Принесли виски. Ставя стаканы, официант просто пожирал глазами Аннабел.
– Вот это да! – в восхищении брякнул он. – Вот это класс!
– Мадам со мной, – не слишком вежливо объяснил я нечесаному.
Он смылся, укоризненно помахивая мне салфеткой.
– Подождите, скоро вы их услышите! – решительно заявила Аннабел. – Эти парни работают в основном в нью-орлеанском стиле, но приближаются к чикагскому. Сами сможете услышать этот характерный ритм-шафл…
К счастью, ее голос заглушила музыка. Трио начинало играть “Я нашел новую подружку”. Я осторожно попробовал виски: мои наихудшие предположения оправдались.
– Ну как вы их находите? – возбужденно спросила Аннабел. Мелодия кончилась.
– Шумновато. В моем проигрывателе есть ручка регулировки громкости, и с ней можно делать что угодно. Могу также добавить, что виски у меня дома наливают из настоящих шотландских бутылок, могу показать этикетки и пробки…
Мой голос потонул в буре криков и аплодисментов. Объявили выход Полуночной О\'Хара. Я наблюдал за лучом прожектора, который, пометавшись несколько секунд, поймал поднимающуюся на сцену Полуночную.
Да, это была женщина! Полуночная О\'Хара.
Высокая блондинка с темными глазами, темными, как ночь. Под плотно облегающим тело черным платьем явно не было лифчика. Соски так и рвались наружу. Платье прилипало к бедрам, обозначая холмик внизу живота. Полуночная была и без трусиков.
Она выглядела просто ошеломляюще прекрасной, когда протянула руку и взяла микрофон.
И начала петь.
Когда она запела, то сразу же стала единственной женщиной на земле, которую вы бы возжелали.
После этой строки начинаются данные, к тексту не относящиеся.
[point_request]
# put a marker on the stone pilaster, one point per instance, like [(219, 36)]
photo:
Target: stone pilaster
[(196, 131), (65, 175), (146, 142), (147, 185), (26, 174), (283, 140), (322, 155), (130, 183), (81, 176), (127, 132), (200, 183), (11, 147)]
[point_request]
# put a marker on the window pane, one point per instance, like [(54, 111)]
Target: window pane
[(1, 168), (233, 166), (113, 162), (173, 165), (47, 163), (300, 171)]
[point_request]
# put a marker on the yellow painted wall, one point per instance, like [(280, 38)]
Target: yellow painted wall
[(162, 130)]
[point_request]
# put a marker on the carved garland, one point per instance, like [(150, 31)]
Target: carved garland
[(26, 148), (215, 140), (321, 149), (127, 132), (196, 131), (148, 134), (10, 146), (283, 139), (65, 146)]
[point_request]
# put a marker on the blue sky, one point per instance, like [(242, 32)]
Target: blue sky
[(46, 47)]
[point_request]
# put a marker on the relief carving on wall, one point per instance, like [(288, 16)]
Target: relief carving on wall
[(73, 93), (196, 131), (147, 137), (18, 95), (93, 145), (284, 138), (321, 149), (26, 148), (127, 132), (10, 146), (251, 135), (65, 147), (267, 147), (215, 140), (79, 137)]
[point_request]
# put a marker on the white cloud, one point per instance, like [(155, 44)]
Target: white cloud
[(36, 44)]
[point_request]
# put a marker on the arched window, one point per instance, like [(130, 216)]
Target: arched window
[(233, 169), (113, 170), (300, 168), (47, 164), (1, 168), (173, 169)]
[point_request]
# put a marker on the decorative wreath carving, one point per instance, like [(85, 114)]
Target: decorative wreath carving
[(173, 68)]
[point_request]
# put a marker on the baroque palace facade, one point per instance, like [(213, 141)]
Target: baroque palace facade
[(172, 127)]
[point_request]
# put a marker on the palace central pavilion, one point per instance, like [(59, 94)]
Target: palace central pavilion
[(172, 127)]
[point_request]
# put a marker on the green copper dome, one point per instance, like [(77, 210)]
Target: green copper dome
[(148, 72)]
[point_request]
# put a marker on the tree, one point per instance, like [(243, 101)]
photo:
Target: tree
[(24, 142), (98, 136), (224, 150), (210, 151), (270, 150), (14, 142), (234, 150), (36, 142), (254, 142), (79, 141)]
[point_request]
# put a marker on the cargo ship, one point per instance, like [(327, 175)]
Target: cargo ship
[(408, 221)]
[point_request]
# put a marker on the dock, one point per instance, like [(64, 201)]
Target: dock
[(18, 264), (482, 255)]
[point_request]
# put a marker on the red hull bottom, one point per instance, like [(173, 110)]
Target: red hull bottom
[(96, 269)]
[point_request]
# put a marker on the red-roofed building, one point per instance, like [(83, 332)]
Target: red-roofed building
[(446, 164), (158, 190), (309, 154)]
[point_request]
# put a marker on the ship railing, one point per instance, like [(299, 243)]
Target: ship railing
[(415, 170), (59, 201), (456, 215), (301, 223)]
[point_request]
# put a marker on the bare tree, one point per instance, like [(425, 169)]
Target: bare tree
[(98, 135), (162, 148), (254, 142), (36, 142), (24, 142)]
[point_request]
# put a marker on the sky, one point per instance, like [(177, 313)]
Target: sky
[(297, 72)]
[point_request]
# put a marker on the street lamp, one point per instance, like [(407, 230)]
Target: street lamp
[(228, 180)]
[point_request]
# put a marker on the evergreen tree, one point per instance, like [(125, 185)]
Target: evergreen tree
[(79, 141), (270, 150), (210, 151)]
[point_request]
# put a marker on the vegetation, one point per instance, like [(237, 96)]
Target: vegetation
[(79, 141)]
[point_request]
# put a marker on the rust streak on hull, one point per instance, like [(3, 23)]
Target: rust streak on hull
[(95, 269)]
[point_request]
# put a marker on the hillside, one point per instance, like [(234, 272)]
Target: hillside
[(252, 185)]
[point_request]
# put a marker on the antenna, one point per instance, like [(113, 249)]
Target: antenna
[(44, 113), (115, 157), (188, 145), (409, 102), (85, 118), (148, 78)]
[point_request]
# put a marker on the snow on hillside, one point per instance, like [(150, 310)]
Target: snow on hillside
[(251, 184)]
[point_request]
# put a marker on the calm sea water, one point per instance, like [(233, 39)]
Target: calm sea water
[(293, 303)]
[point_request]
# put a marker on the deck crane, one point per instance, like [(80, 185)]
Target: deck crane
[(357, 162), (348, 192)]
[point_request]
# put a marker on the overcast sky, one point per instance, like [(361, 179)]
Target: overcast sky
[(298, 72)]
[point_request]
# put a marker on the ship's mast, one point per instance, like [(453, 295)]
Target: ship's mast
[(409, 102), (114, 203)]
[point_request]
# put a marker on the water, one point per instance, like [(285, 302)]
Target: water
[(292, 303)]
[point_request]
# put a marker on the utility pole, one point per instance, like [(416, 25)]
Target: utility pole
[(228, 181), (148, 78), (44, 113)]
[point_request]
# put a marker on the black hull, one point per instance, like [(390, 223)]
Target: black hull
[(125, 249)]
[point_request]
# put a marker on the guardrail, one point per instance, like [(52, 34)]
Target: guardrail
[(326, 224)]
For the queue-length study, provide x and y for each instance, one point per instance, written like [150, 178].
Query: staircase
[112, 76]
Попадание было точным.
У нее был свой стиль, неповторимая интонация, глубина… Описывать это можно десятками тысяч слов, объяснять, анализировать, но все равно ее голос выворачивал вас наизнанку.
Она спела “Сумасшедший блюз”, потом “Околдованную и очарованную”. Закончила выступление песней “Леди-бродяга”.
Когда шум аплодисментов стих и трио стало импровизировать на тему “Китайчонка”, Аннабел выжидающе взглянула на меня.
– Как она вам?
– Если бы еще и разделась во время пения, я бы доплатил за виски.
Какой-то охламон подошел к столику, наклонился и в восхищении уставился на Аннабел.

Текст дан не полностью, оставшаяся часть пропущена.